7

I have a excel file like this:

enter image description here

I try to read it in read.xlsx or read_excel by skipping the second row:

library(xlsx)
df <- read.xlsx('./data.xls', 'Sheet1')

library(readxl)
df <- read_excel("./data.xls", sheet = 'Sheet0', skip = 2, col_names = TRUE)

The first one (read.xlsx), I didn't find parameters for skip rows, the second one give a df without headers.

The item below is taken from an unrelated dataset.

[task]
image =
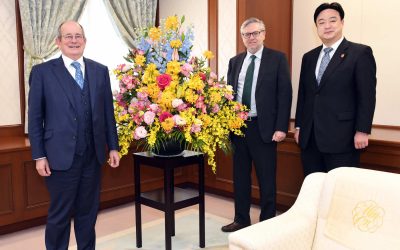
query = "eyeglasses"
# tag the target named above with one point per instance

Where did I do wrong in the code above and how to read it correctly? Thanks.

ah bon
  • 9,293
  • 12
  • 65
  • 148
  • I think you are looking for https://stackoverflow.com/questions/15860071/read-csv-header-on-first-line-skip-second-line – Ronak Shah Jun 23 '20 at 07:53
  • I'm not sure if we can read `.xlsx` file with `read_csv`, I get an error like this when I'm trying to do so: `line 1 appears to contain embedded nullsline 2 appears to contain embedded nullsline 3 appears to contain embedded nullsline 4 appears to contain embedded nullsline 5 appears to contain embedded nullsError in make.names(col.names, unique = TRUE) : ` – ah bon Jun 23 '20 at 07:57
  • 1
    I see, you are right. I think zx8754's answer below would help. I would just read the excel as it is and then remove the second row. – Ronak Shah Jun 23 '20 at 08:12

1 Answers1

12

Read it twice: once for column names, then for the data:

library(readxl)
myCols <- as.character(read_excel("./test123.xlsx", n_max = 1, col_names = FALSE))
myDF <- read_excel("./test123.xlsx", skip = 2, col_names = myCols)

myDF
# # A tibble: 3 x 2
#   colAtitle colBtitle
#       <dbl>     <dbl>
# 1         1         5
# 2         2         6
# 3         3         7

Example input: test123.xlsx

enter image description here

zx8754
  • 52,746
  • 12
  • 114
  • 209